Writing a personal manifesto is a great exercise for clarifying your thinking -- and it's also a creative, absorbing process. I've written my Twelve Personal Commandments, and I also collect Secrets of Adulthood, which aren't manifestos, but related to the same impulse.
As I've been writing Better Than Before, my book about how we make and break habits, I've spent a lot of time thinking about habit-formation.
I decided I should write my manifesto for habits. Earlier, I'd done a similar exercise, where I distilled each strategy of the book into one sentence, and I also made a list of Secrets of Adulthood for Habits, but they aren't quite manifestos.

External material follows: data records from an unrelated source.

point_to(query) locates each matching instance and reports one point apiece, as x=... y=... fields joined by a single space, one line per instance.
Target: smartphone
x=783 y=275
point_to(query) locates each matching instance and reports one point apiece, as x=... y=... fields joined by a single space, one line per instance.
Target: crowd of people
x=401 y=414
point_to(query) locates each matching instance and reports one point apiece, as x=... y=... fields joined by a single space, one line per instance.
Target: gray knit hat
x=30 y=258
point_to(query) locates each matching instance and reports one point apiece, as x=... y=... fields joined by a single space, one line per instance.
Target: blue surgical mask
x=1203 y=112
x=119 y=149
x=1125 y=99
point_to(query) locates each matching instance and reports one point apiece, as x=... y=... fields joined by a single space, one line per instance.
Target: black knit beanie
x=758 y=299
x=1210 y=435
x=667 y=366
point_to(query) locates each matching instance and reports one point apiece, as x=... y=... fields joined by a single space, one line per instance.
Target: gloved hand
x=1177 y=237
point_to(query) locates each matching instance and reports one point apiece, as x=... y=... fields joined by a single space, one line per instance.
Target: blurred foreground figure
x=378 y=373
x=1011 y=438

Voila, here's my Habits Manifesto. What would you add (or subtract)?
You manage what you monitor.
You're not very different from other people, but those differences are very important.
First things first.
By giving something up, you may gain.
What you do every day matters more than what you do once in a while.

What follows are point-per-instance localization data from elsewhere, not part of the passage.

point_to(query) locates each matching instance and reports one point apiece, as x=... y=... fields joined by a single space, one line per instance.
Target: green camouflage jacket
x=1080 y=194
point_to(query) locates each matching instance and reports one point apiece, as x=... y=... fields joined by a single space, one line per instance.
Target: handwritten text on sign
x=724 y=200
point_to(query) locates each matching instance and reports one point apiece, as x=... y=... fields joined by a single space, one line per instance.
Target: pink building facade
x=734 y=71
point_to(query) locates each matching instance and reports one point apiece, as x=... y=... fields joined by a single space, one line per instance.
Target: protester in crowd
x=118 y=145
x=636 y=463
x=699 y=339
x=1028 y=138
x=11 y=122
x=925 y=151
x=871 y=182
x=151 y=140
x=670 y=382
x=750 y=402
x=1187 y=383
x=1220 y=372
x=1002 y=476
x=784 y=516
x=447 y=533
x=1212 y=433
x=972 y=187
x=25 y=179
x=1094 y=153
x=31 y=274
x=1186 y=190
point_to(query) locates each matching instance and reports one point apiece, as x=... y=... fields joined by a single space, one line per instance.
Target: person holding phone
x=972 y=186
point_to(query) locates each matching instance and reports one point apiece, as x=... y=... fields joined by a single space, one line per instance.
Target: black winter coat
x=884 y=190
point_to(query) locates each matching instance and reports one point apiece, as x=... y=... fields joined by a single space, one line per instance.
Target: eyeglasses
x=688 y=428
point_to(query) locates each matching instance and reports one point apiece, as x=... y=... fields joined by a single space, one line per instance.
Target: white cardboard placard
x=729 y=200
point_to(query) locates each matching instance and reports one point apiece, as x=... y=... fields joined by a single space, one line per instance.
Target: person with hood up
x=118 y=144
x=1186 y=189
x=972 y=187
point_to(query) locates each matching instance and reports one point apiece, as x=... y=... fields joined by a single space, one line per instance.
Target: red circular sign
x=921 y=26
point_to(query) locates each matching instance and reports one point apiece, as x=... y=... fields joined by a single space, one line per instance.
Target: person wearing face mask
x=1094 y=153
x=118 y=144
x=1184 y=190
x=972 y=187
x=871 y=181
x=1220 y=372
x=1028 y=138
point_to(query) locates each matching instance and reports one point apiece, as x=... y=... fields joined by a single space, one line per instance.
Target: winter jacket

Self-regard isn't selfish; when you give more to yourself, you can ask more from yourself.
Make it easy to do right and hard to go wrong.
There is no finish line.
Make sure that the things you do to feel better don't make you feel worse.
Temporary often becomes permanent, and permanent often proves temporary.

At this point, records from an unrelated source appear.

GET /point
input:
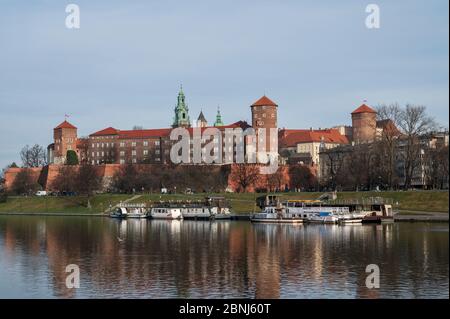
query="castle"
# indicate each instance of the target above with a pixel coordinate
(115, 146)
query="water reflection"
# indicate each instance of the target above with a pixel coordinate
(202, 259)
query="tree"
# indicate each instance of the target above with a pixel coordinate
(71, 158)
(65, 181)
(275, 180)
(413, 122)
(386, 146)
(245, 175)
(302, 178)
(88, 180)
(126, 178)
(34, 156)
(24, 183)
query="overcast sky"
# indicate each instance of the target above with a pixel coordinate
(125, 64)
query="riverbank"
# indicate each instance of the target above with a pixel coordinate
(411, 203)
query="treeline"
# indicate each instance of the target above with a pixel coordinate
(407, 153)
(199, 178)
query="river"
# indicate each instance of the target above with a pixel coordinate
(222, 259)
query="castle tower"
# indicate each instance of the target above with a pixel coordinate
(201, 120)
(65, 139)
(181, 118)
(218, 121)
(364, 124)
(264, 116)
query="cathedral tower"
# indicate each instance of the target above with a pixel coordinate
(181, 118)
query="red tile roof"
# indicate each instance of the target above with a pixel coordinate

You can't make people change, but if you change, others may change.
I love manifestos, and anything even vaguely manifesto-like. If you love them, too, check out...
Google’s manifesto about Ten things we know to be true
Mindy Kaling's Voice Checklist for her writers' room
Tolstoy's 10 rules for life
Have you ever written a manifesto for yourself? Or do you know of other good ones? I collect them.